IEEE COMMUNICATIONS LETTERS, vol.26, no.3, pp.562-566, 2022 (SCI-Expanded) identifier identifier

  • Publication Type: Article / Article
  • Volume: 26 Issue: 3
  • Publication Date: 2022
  • Doi Number: 10.1109/lcomm.2021.3135325
  • Journal Name: IEEE COMMUNICATIONS LETTERS
  • Journal Indexes: Science Citation Index Expanded (SCI-EXPANDED), Scopus, PASCAL, Aerospace Database, Communication Abstracts, Compendex, INSPEC, Metadex, Civil Engineering Abstracts
  • Page Numbers: pp.562-566
  • Keywords: Direction-of-arrival estimation, Estimation, Aperture antennas, Channel estimation, Transfer functions, Antenna radiation patterns, Receiving antennas, Metasurface, compressive sensing, coded-aperture, graph attention networks, direction-of-arrival estimation, CHANNEL CHARACTERIZATION, COMMUNICATION
  • Istanbul Technical University Affiliated: Yes

Abstract

In this letter, we present a single-pixel compressive direction of arrival (DoA) estimation technique leveraging a graph attention network (GAT)-based deep-learning framework.
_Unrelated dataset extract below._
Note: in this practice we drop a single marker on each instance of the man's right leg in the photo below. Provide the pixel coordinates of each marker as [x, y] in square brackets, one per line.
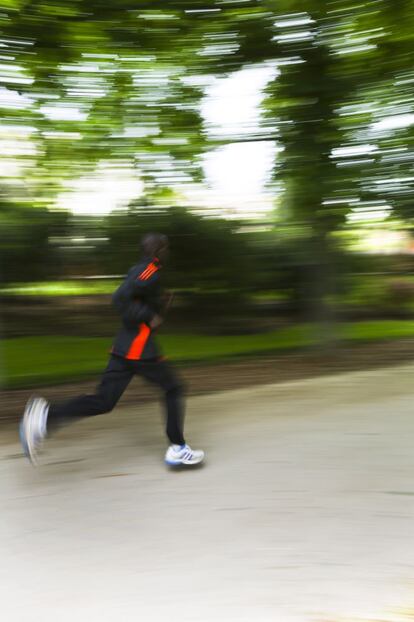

The physical layer compression is achieved using a coded-aperture technique, probing the spectrum of far-field sources that are incident on the aperture using a set of spatio-temporally incoherent modes. This information is then encoded and compressed into the channel of the coded-aperture. The coded-aperture is based on a metasurface antenna design and it works as a receiver, exhibiting a single-channel and replacing the conventional multi-channel raster scan-based solutions for DoA estimation. The GAT network enables the compressive DoA estimation framework to learn the DoA information directly from the measurements acquired using the coded-aperture. This step eliminates the need for an additional reconstruction step and significantly simplifies the processing layer to achieve DoA estimation. We show that the presented GAT integrated single-pixel radar framework can retrieve high fidelity DoA information even under relatively low signal-to-noise ratio (SNR) levels.